ÜLKEMİZDE bir kelime ve kavram fetişizmi olduğu inkár edilemez. En kritik sorunları tanımlamakta bile bazen zorlanıyoruz.

‘Kürt meselesi’ deyimi kuvvetli itirazlarla karşılaşıyor. ‘Güneydoğu meselesi’ deseniz, onun da kaygı verecek belirgin coğrafi anlamı var. Peki, ne diyeceğiz, belli değil.

Son günlerdeki üst kimlik-alt kimlik tartışmaları da yeniden görüş ayrılıklarını alevlendirdi. Aslında bu tartışmalar yeni değil. ‘Türkiye vatandaşlığı’ tezi daha önce hem de en yüksek siyasi düzeyde ifade edilmişti.

* * *

2004 Ekim’inde Başbakanlık İnsan Hakları Danışma Kurulu’nun(BİHDK) ‘Azınlık Hakları ve Kültürel Haklar’ konusundaki raporunda da üst kimliğin ‘Türkiyelilik’ olması gerektiği; çünkü Anayasa’nın 3’üncü maddesindeki ‘milletin bütünlüğü’ prensibi ışığında ‘Türk’ teriminin aynı zamanda bir etnik grubu tanımladığı ileri sürülmüştü.

Şimdi de ‘Türk devletine vatandaşlık bağı ile bağlı olan herkes Türk’tür’ hükmünü içeren 66’ncı maddenin değiştirilmesi isteniyor. Varsayalım ki değiştirildi, Anayasa’nın değiştirilemeyecek hükümlerinden biri olan 3’üncü madde yine yerinde kalacak.

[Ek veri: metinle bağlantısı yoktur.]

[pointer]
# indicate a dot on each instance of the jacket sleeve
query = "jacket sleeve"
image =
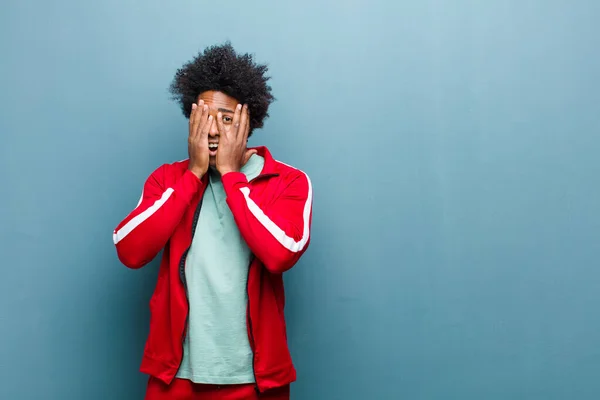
(278, 233)
(147, 229)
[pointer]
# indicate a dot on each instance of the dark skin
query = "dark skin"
(218, 134)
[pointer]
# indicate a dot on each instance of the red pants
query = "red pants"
(183, 389)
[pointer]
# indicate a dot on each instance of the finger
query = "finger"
(196, 118)
(236, 121)
(247, 133)
(241, 133)
(193, 118)
(203, 119)
(249, 154)
(220, 126)
(204, 131)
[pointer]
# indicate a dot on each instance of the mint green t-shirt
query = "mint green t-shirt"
(216, 349)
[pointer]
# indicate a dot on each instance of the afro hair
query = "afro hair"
(220, 68)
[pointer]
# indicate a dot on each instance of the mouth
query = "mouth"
(212, 148)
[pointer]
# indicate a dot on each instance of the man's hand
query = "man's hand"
(200, 122)
(232, 153)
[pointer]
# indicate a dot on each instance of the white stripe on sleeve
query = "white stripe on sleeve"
(278, 233)
(141, 217)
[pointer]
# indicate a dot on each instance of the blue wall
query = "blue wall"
(453, 148)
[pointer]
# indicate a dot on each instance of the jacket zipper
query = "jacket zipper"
(248, 297)
(182, 276)
(253, 348)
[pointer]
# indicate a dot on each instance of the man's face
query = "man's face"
(217, 102)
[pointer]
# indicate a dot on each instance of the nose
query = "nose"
(214, 130)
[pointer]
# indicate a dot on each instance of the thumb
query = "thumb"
(249, 154)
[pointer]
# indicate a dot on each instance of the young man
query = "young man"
(230, 220)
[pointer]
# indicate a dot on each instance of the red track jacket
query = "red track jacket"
(273, 213)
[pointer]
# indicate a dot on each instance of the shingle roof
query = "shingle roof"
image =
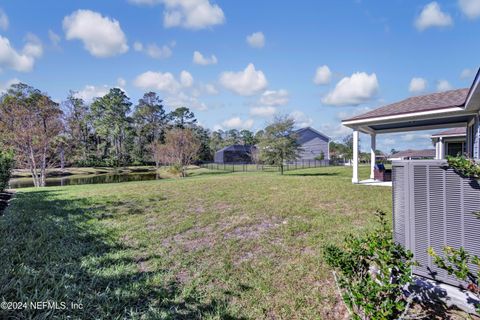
(426, 153)
(434, 101)
(451, 132)
(238, 147)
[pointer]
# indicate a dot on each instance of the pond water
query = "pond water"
(86, 179)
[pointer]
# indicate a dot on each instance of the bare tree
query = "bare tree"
(29, 123)
(181, 148)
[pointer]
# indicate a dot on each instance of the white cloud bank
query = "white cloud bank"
(471, 8)
(245, 83)
(101, 36)
(154, 51)
(360, 87)
(198, 58)
(432, 16)
(444, 85)
(3, 20)
(191, 14)
(256, 40)
(323, 75)
(24, 60)
(237, 123)
(417, 85)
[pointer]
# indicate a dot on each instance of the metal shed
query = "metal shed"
(235, 153)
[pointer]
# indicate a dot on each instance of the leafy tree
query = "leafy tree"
(77, 129)
(181, 148)
(111, 122)
(247, 137)
(150, 122)
(6, 167)
(182, 117)
(279, 143)
(30, 121)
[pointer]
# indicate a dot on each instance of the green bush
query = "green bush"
(371, 272)
(457, 262)
(6, 167)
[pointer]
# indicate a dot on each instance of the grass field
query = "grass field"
(214, 246)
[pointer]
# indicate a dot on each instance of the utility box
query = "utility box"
(434, 206)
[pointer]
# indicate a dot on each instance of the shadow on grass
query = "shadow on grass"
(312, 174)
(53, 249)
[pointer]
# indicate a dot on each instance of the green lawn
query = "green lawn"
(221, 246)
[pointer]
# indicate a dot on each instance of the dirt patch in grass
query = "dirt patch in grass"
(4, 200)
(253, 231)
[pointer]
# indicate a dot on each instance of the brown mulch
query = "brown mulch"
(4, 199)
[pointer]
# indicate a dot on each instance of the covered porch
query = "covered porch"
(449, 109)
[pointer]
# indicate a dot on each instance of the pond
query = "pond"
(86, 179)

Aynı nitelikte bir de 2’nci madde var. O da cumhuriyetin Atatürk milliyetçiliğine bağlılığını vurguluyor. Dolayısıyla 66’ncı maddeyi değiştirmek hukuki bakımdan da hesaplanan sonucu vermeyecek. Kaldı ki görünebilir bir istikbalde bu maddeyi değiştirmek siyasi bakımdan zaten imkánsız.

* * *

BİHDK raporu üzerine yazdığım bir yazıda belirtmiştim: ‘Millet kavramı sadece etnik ve dini birliğe dayanmaz; bir tarihi süreç içinde oluşan, geniş anlamda çıkar ve kültür birliği içinde bulunan, ortak geleneklere sahip bir toplumu tarif eder. Raporun iddia ettiği gibi Osmanlı İmparatorluğu’nda üst kimlik Osmanlılık iken sonradan Türklük olarak belirlenmesinin alt kimlikleri yabancılaştırdığı savı da inandırıcı sayılamaz.

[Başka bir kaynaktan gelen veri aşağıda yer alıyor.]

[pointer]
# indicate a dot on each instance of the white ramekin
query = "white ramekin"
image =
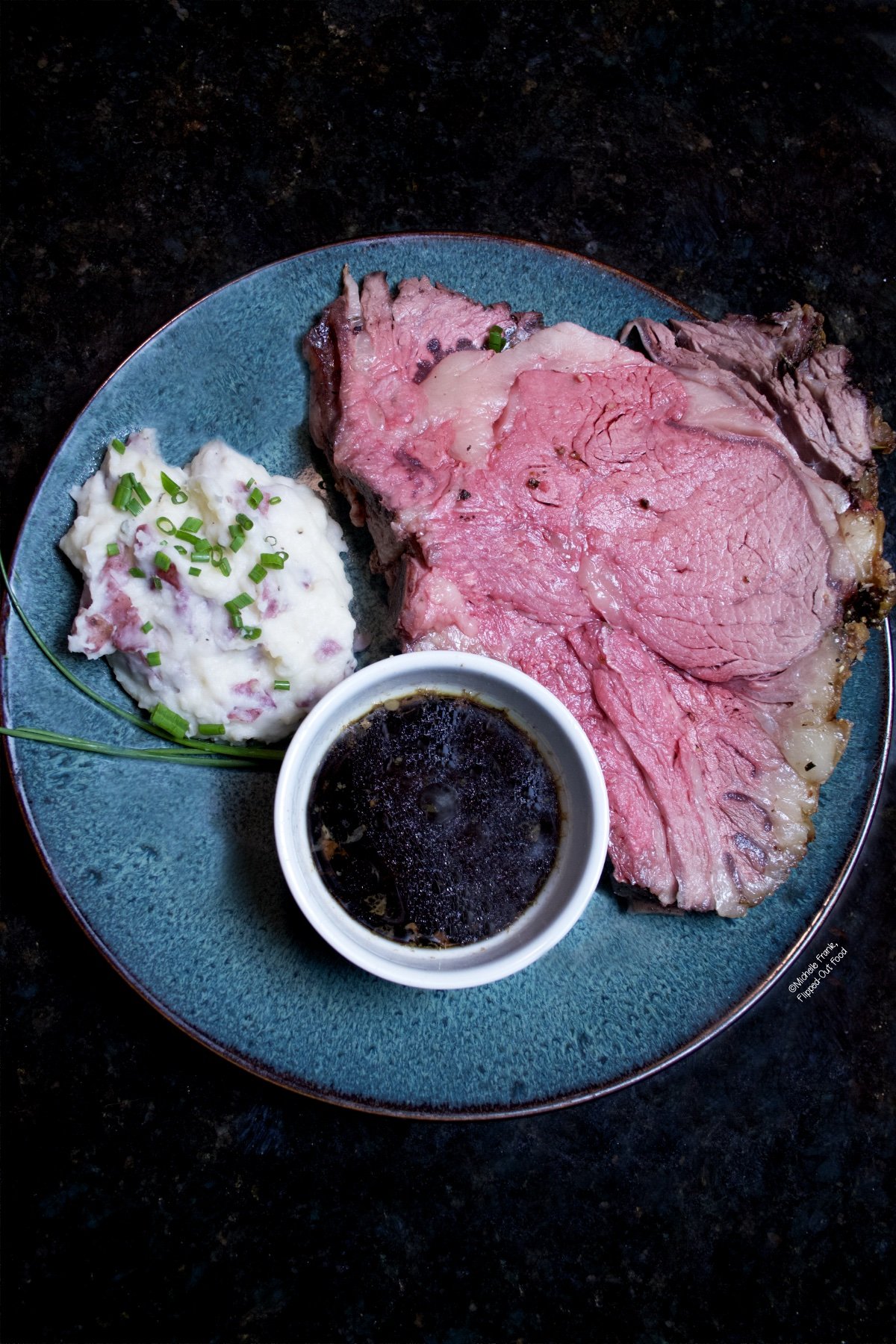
(583, 806)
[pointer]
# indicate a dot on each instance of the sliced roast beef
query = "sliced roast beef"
(788, 373)
(647, 537)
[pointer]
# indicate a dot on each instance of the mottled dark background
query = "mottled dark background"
(734, 154)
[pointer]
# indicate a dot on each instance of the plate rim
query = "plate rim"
(364, 1104)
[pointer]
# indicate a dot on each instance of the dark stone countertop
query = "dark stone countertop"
(734, 154)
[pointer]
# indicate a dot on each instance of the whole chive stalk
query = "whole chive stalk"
(260, 754)
(193, 753)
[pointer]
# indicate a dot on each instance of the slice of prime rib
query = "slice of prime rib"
(677, 546)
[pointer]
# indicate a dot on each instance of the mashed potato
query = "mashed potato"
(217, 591)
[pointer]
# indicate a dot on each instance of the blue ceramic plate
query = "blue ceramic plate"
(172, 871)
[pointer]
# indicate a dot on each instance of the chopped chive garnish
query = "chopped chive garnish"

Yalnız Türkiye’de değil, üniter olsun veya olmasın diğer devletlerde de milletin bütünlüğü prensibi esastır. Türkiye vatandaşı olanlara Türk denmesinden daha tabii bir şey olamaz. Ama bir Boşnak veya bir Kürt kökenini ön plana çıkartarak ‘Ben Boşnağım’ veya ‘Ben Kürdüm’ derse bunu da mesele yapmamak gerekir.’

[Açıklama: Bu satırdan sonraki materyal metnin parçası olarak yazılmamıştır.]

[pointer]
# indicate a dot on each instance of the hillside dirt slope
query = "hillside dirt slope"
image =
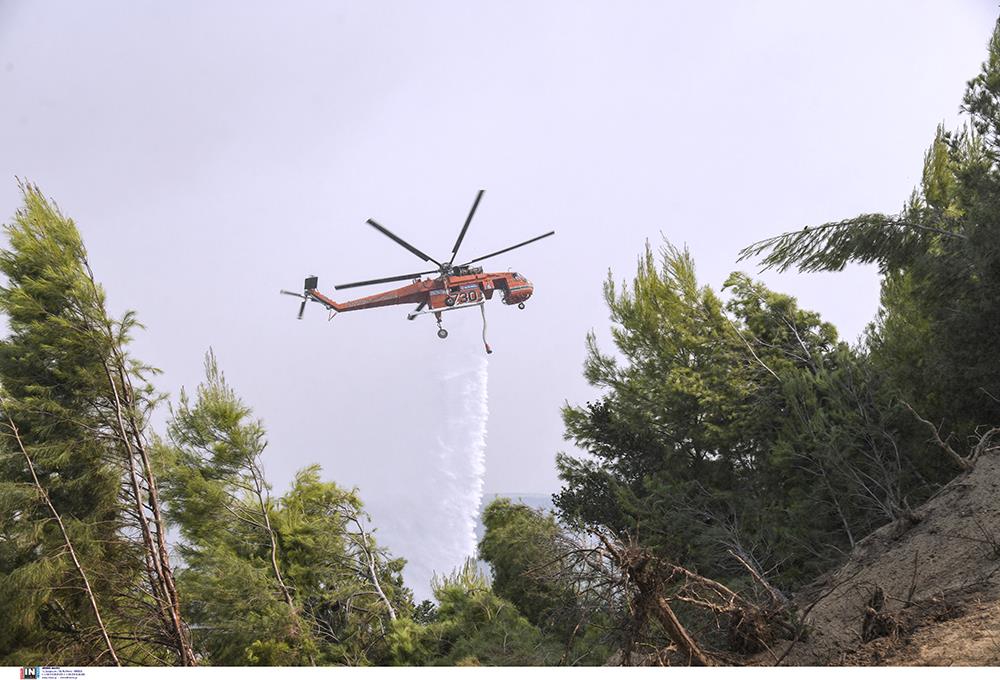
(923, 593)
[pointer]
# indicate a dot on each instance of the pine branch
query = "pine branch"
(870, 238)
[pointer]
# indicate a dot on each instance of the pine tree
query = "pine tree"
(78, 404)
(293, 580)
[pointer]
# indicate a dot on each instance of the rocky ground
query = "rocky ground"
(922, 593)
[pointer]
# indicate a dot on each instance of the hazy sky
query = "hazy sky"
(212, 153)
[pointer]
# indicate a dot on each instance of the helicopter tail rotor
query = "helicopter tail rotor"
(311, 283)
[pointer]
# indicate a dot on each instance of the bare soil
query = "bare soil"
(940, 577)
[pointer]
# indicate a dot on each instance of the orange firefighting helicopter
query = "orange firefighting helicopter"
(455, 286)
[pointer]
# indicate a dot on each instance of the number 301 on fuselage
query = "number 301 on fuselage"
(455, 286)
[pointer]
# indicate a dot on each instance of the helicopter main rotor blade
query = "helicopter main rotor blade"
(500, 252)
(468, 220)
(416, 251)
(390, 279)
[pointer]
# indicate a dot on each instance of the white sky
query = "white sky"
(212, 153)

Bu kanaati bugün de muhafaza ediyorum ve Anayasa ile ilgili tartışmaları gereksiz ve mesnetsiz buluyorum. Bunların kutuplaşmayı derinleştirmekten başka bir şeye yaramayacağını düşünüyorum.

* * *

Kürt meselesine çözüm ararken, soyut tartışmalardan çok somut kültürel, ekonomik ve sosyal politikaları ön plana çıkarmak daha doğru olur. Cumhuriyetin ilk devirlerinde, hatta İkinci Dünya Savaşı’nın sonuna kadar asimilasyon politikasının bir dereceye kadar mantığını anlamak mümkündü. Fakat bu politika yürütülememiştir, iflas etmiştir.

Bugün amacımız kimlik tanımını reddetmeyen, kültürel haklara sadece prensipte değil uygulamada da saygı gösteren, Güneydoğu’daki fakirliğe ve işsizliğe etkin çareler arayan, eğitim sorununu süratle çözecek bir politika üretmek olmalıdır. Bölge halkına aynı zamanda ülkenin yönetimine katıldıkları inancı verilmeli, seçimlerde yüzde 10 barajı aşağıya çekilmelidir.

Bölgede devlete güveni tesis etmek, bu güveni sarsacak nitelikte algılanan olayların şeffaflıkla bir an önce aydınlatılmasını sağlamak kuşkusuz önceliklerden biridir. Ancak devlet kurumları ne kadar çaba harcarlarsa harcasınlar, Kürt politikacılar PKK’ya bağımlılıklarından kurtulmadıkları takdirde bütün çabaların heba olması kimseyi şaşırtmamalıdır.